One of the most significant impacts of European colonization of the Americas was the sheer reduction in cultural diversity. In North, Central, and South America, the Europeans regarded the Native peoples as being essentially all the same, despite a wide variety of linguistic dialects, religious practices, social hierarchies, customs, and subsistence practices. It is estimated that thousands of indigenous American languages have been replaced by English, Spanish, and Portuguese through the legacy of colonialism. Language and religion often went hand in hand in the process of cultural conversion, and perhaps as many distinct religious traditions as languages have been replaced by Christianity through forced conversion. 

Subsistence strategies were also significantly changed through European intervention or influence. The native people of the Americas lived in a wide variety of settlement patterns or lack thereof. Nomadic and semi-sedentary groups would move from place to place to hunt and gather throughout the seasons. Settled nations might have practiced small-scale farming or employed massive agriculture. When Europeans arrived, they often rounded up indigenous nations and forced them to live in communities under the "guidance" of European missionaries. This meant that the more nomadic ways of life, relying on buffalo hunting, salmon fishing, or gathering, were replaced by animal husbandry and crop rearing. Many indigenous people welcomed the opportunity to increase trade with Europeans but were not prepared to give up their lifeways. Some were forced into cultural conversion, others were killed.
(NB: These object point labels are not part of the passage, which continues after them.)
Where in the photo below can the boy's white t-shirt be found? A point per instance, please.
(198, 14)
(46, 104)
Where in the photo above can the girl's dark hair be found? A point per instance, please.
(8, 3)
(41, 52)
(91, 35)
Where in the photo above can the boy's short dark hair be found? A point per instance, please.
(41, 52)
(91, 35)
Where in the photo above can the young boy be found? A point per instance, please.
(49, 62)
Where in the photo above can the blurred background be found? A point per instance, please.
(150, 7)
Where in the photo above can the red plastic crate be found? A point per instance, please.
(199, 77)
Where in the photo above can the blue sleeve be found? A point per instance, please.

The degree of prosperity and development many First Nations saw before European contact has never again been achieved. For example, the Inca empire was one of the wealthiest and best administrated societies the Americas have ever seen. Though their economy was primarily based on the exchange of agricultural produce, animals, and textiles, they had great wealth built up in the gold and silver used to decorate temples and palaces. Spanish conquistadors had far less interest in llamas and corn than they did in gold and silver- materials they already knew to be very profitable. Great amounts of wealth were stolen from the Americas for the profit of Europeans, including the estimated 24 tons of gold demanded as ransom for the Incan Emperor. Today, any surviving indigenous groups live in highly isolated communities (like Amazonian natives) or in impoverished, somewhat isolated communities like the Reservations of the United States.